Agama Islam di Indonesia dibawa oleh para kekasih Allah, keberhasialan mereka
dalam menyebarkan agama Islam karena mereka pandai membaca situasi dan kondisi yaitu
menyesuaikan kebudayaan dan tradisi yang ada di tanah Jawa khususnya Semarang dan
sekitarnya.

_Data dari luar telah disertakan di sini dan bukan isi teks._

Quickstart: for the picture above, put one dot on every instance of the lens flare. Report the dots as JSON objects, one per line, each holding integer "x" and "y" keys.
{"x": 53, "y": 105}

Terlebih di Desa Kalibeji sendiri mereka tidak menghilangkan sama sekali tradisi
yang sudah ada, hanya saja ditambahi atau dimodifikasi, yang dulunya tidak ada unsur nilai
Islamnya sekarang ditambahi dengan nilai-nilai Islam.

Salah satunya adalah tradisi Saparan yang terdapat di desa tersebut, selain sebagai
ajang silaturahim, bulan ini juga dijadikan sebagai bulan untuk memperingati cikal-bakal
desa tersebut, biasanya Saparan dilakukan satu bulan penuh, bergiliran dari satu desa ke desa
yang lain, waktu pelaksanaannya malam hari, sebelum acara puncak dimulai pada siangnya
dilakukan acara pengajian umum sebagai bukti itu adalah bahwa Saparan itu sudah di sisipi
oleh nilai-nilai keagamaan. Budaya Saparan diisi dengan kesenian Kuda Lumping,
pertunjukkan Wayang Kulit, bersih makam serta kesenian daerah lainnya.